♫ Note
ANN-Benchmarks
- URL: https://ann-benchmarks.com/index.html
- Code: https://github.com/erikbern/ann-benchmarks
- Type: living benchmark / leaderboard (results change as algorithms and hardware evolve)
What it is
The de-facto standard benchmark for approximate nearest-neighbor search. Runs many ANN implementations through a reproducible (Docker-based) harness and plots the recall vs. queries-per-second Pareto frontier per dataset, plus index build time and index size. This is the reference frontier to compare our engine's recall/QPS against.

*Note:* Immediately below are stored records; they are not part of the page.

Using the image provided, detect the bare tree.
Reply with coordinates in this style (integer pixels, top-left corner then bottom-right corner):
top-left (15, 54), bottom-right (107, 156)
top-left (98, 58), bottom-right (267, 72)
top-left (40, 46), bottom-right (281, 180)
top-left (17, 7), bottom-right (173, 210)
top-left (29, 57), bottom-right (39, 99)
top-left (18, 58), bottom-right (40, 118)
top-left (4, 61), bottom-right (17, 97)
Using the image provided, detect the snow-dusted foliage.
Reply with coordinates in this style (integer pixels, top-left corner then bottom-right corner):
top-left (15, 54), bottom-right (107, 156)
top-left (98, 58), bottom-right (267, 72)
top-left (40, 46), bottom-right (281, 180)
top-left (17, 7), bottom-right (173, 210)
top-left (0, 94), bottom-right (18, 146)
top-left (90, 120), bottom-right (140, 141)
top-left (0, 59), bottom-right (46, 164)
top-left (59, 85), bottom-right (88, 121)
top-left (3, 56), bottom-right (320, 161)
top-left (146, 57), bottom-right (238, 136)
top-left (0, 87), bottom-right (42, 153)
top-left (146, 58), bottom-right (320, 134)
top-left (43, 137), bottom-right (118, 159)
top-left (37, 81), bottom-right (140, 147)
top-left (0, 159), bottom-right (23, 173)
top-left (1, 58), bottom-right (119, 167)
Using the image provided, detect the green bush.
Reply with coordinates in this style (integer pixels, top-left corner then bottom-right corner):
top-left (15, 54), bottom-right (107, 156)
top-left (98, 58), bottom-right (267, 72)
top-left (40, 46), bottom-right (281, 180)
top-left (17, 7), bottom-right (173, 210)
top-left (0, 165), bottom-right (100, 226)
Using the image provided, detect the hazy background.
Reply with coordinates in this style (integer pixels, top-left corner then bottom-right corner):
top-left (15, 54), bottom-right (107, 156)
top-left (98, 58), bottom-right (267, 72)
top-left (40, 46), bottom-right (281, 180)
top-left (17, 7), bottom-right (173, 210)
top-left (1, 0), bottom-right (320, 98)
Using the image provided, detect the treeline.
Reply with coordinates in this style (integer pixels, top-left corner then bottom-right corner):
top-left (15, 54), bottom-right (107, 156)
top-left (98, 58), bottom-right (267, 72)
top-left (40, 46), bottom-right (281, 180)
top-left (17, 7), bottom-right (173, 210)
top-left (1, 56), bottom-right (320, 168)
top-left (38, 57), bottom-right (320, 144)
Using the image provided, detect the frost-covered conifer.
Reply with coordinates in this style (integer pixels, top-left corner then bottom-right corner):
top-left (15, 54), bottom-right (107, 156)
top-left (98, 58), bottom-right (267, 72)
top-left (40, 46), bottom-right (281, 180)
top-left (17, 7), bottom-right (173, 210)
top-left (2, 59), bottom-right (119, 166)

Algorithms it compares (~37)
faiss-ivf, scann, hnswlib, hnsw (several variants), glass, NGT (qg/panng/onng), vamana(diskann), pynndescent, annoy, n2, flann, pgvector, qdrant, milvus(knowhere), weaviate, vald(NGT-anng), vearch, and baselines bruteforce-blas / bf.
Useful angle: bruteforce-blas is the exact baseline (BLAS GEMM) — directly relevant to our batched/GEMM-style direction. The graph indexes (hnsw/glass/NGT) and IVF (faiss-ivf) sit at the high-recall/high-QPS frontier we'd eventually be measured against.
Datasets (name — dim — metric — k)
| Dataset | Dim | Metric | k |
|---|---|---|---|
| sift-128-euclidean | 128 | L2 | 10 |
| gist-960-euclidean | 960 | L2 | 10 |
| fashion-mnist-784-euclidean | 784 | L2 | 10 |
| glove-100-angular | 100 | angular/cosine | 10 |
| glove-25-angular | 25 | angular/cosine | 10 |
| nytimes-256-angular | 256 | angular/cosine | 10 |
| sift-256-hamming | 256 | Hamming | 10 |
| word2bits-800-hamming | 800 | Hamming | 10 |
| kosarak-jaccard | — | Jaccard | 10 |
We use sift-128-euclidean (as .fvecs). Note the variety of metrics — angular/Hamming/Jaccard would need different distance kernels than our L2.
Methodology notes
- Metric is recall@k vs QPS (Pareto frontier), with secondary plots for build time and index size.
- Reproducible runs via Docker; each algorithm contributes a wrapper.
- Tuning matters: each algorithm is swept over its parameters and only the frontier is shown.
Related
- big-ann-benchmarks (big-ann-benchmarks.com) — billion-scale variant.
- MTEB — ranks embedding models; BEIR — text retrieval quality. Different layer (embedding quality, not index speed).